These brave CO’s represent the best of America IMO and it is no surprise to me at least that the majority are from TEXAS! Thank God there is still a small remnant of people who cannot turn a blind eye to the atrocities being committed by ISIS against Christians and are not waiting until ISIS are on America’s front door steps before acting.
A motley crew of Texans, Iraq War veterans, evangelicals, and bored young men are battling to take down the caliphate.
By Adam Rawnsley
When a U.S. citizen going by the name “Abu Abdullah al-Amriki” blew himself up in a suicide attack in Baiji, Iraq, this month, he was the most recent example of a troubling trend: the roughly 200 Americans who have traveled or attempted to travel to Iraq and Syria to fight for the Islamic State.
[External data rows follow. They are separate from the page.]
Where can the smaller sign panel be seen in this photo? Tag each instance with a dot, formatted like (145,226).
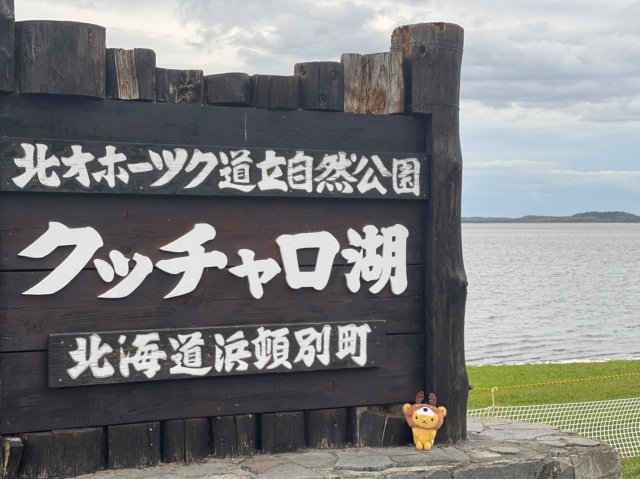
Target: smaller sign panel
(100,167)
(83,359)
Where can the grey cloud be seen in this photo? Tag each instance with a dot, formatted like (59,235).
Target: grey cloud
(271,36)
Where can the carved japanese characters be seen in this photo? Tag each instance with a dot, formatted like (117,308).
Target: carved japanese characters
(378,255)
(424,420)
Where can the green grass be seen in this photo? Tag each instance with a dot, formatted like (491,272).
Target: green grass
(631,468)
(575,391)
(579,391)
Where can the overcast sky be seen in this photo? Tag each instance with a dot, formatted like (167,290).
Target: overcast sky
(550,95)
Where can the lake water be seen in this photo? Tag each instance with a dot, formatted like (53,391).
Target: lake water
(551,292)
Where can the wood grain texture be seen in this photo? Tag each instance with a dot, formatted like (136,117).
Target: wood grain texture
(209,170)
(12,448)
(7,48)
(433,55)
(275,92)
(172,440)
(282,432)
(61,58)
(79,119)
(133,445)
(24,376)
(432,62)
(196,439)
(370,352)
(148,223)
(321,85)
(396,432)
(180,86)
(133,227)
(63,453)
(131,74)
(228,89)
(374,83)
(326,428)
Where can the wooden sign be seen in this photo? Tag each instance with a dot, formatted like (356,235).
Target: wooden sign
(130,356)
(161,259)
(92,167)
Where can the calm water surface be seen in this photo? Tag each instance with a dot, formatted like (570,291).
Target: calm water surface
(551,292)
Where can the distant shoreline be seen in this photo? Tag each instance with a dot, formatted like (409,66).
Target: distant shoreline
(588,217)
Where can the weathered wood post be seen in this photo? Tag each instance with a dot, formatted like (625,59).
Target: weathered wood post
(433,59)
(7,51)
(61,58)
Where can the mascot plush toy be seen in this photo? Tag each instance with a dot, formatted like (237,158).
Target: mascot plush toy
(424,420)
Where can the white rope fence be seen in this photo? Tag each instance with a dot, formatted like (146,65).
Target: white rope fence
(616,422)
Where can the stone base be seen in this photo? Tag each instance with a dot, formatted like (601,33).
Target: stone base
(495,449)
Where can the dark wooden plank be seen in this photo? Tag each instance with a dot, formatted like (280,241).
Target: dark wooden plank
(77,451)
(370,429)
(433,56)
(321,85)
(133,445)
(225,441)
(131,74)
(374,83)
(196,439)
(24,375)
(284,92)
(180,86)
(187,353)
(282,432)
(27,320)
(80,119)
(28,326)
(396,432)
(172,440)
(204,170)
(7,49)
(228,89)
(12,448)
(36,455)
(148,223)
(433,59)
(63,58)
(326,428)
(275,91)
(260,91)
(246,434)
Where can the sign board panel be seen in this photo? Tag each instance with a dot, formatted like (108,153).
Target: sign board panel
(137,270)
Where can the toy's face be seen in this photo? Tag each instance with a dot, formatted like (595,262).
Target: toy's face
(425,418)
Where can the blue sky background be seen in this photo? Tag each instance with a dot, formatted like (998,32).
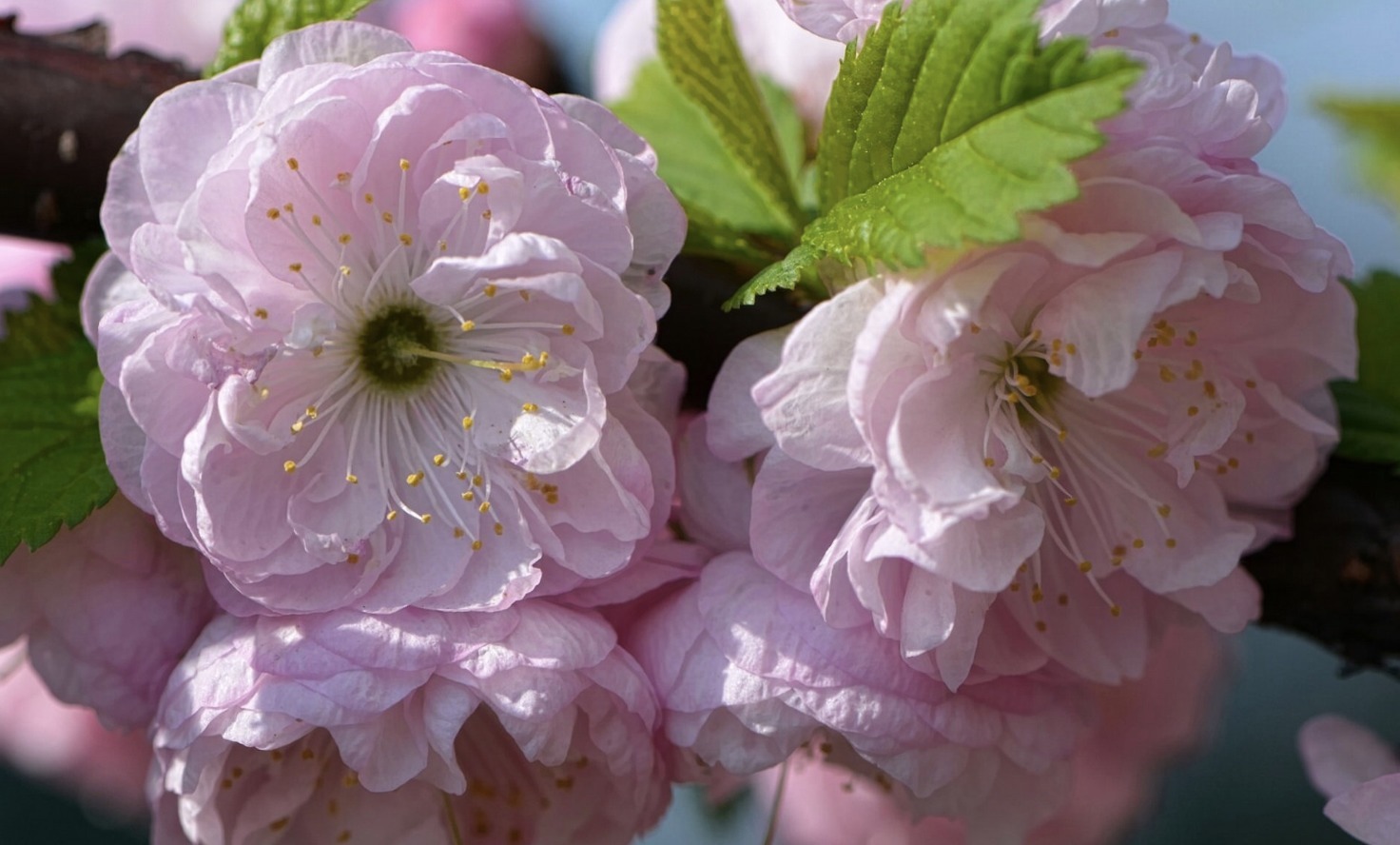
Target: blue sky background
(1249,788)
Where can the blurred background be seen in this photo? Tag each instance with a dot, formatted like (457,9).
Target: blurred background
(1249,785)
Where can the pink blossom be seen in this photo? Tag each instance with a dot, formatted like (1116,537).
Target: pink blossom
(88,600)
(1108,412)
(797,61)
(1142,725)
(530,725)
(24,269)
(66,744)
(837,20)
(175,29)
(1358,773)
(367,325)
(748,673)
(492,32)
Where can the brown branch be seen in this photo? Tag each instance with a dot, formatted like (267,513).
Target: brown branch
(1338,579)
(66,109)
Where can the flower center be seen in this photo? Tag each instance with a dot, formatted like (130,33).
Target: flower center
(389,347)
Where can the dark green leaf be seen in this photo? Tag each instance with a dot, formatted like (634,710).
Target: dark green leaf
(52,470)
(946,128)
(702,56)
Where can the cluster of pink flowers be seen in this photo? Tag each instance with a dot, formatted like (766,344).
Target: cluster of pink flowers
(435,557)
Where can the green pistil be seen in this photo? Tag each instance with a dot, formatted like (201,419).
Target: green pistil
(389,347)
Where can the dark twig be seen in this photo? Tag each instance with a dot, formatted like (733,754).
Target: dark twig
(66,109)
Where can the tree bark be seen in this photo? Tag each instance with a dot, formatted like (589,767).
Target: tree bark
(66,109)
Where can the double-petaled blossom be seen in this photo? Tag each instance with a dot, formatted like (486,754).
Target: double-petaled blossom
(1049,448)
(108,610)
(528,725)
(1358,773)
(66,746)
(367,317)
(1142,726)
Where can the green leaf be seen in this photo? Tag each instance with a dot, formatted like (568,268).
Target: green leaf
(255,23)
(52,468)
(702,56)
(1375,128)
(948,125)
(691,157)
(1371,405)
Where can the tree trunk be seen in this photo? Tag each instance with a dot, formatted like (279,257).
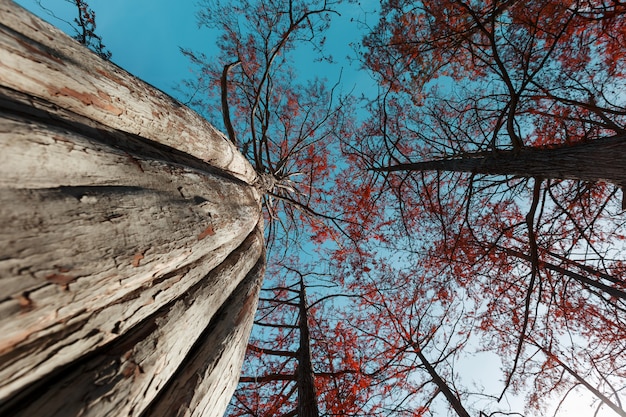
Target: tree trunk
(131,246)
(307,398)
(597,160)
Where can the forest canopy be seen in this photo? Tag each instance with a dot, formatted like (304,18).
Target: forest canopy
(448,240)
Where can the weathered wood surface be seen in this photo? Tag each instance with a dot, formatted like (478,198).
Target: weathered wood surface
(86,85)
(131,245)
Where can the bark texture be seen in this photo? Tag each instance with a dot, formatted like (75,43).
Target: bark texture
(131,243)
(601,159)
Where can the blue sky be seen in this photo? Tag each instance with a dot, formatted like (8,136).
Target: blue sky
(145,37)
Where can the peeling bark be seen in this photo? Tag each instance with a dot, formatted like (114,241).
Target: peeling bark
(131,243)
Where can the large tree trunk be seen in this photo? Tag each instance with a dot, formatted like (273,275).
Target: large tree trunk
(131,243)
(597,160)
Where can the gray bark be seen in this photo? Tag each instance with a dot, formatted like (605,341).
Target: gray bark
(602,159)
(131,235)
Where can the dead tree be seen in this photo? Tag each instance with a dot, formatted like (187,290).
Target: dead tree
(131,243)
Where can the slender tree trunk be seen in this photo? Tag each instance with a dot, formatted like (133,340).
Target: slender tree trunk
(131,243)
(605,400)
(307,398)
(597,160)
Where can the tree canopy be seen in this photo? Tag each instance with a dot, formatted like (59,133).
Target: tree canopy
(451,243)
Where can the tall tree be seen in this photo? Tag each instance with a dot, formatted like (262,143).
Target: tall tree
(491,132)
(84,26)
(286,125)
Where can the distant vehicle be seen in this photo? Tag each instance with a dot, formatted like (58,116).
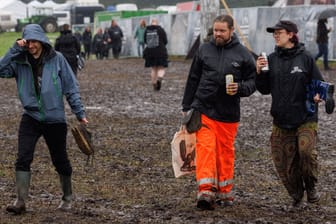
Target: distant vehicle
(126,7)
(49,19)
(52,20)
(83,14)
(48,23)
(168,8)
(7,21)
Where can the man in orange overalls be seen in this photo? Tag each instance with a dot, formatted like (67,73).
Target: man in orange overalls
(218,102)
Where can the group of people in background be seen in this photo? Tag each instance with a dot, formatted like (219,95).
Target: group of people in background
(292,79)
(151,45)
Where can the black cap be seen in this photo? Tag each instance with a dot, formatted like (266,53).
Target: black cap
(283,24)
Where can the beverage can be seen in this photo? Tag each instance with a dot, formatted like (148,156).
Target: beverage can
(266,68)
(228,80)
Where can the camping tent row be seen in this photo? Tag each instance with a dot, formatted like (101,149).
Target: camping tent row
(19,9)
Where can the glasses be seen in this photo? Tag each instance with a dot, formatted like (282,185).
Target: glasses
(278,33)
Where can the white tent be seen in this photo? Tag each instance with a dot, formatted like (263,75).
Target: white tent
(34,7)
(50,4)
(16,7)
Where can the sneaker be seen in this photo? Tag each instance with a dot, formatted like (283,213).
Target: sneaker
(225,202)
(203,204)
(158,84)
(64,206)
(155,86)
(330,102)
(17,209)
(313,196)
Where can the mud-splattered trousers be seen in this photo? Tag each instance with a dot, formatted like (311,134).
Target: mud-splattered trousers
(295,157)
(215,156)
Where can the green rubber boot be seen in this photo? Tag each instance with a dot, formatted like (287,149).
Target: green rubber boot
(65,204)
(22,188)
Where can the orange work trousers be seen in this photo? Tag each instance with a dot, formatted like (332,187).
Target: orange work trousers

Not all of the foreigners have left for the region looking to fight for the Islamic State, however. Instead, growing numbers of Americans are heading there to fight against the extremists. The American fighters — mostly military veterans, with a strangely disproportionate share of Texans — are linking up with Kurdish groups and Christian militias in the region to battle the Islamic State militants who currently control broad swaths of Iraq and Afghanistan. A new report by the investigative website Bellingcat, released Wednesday, takes the first systematic look at these “other foreign fighters.”
The report finds that at least 108 Americans — including one woman — have made the journey to Iraq and Syria to take on the Islamic State, highlighting the global nature of the conflict and the relative ease of recruitment and travel to the battlefield. It’s a dangerous undertaking, and one American has already been killed in the fighting. Massachusetts resident Keith Broomfield, 36, died while fighting with a Kurdish militia in Syria earlier this year. Broomfield, who had no military experience, traveled to the war zone after aChristian religious awakening.
Nathan Patin, the author of the Bellingcat report, combed through social media posts and news accounts to compile the database. Although Patin was able to find information on the fighters using open sources, the report withholds the identities of those fighters who haven’t gone public in prior news accounts and does not include personally identifying information or information that could lead to their location on the battlefield, out of concern for their safety and that of their families.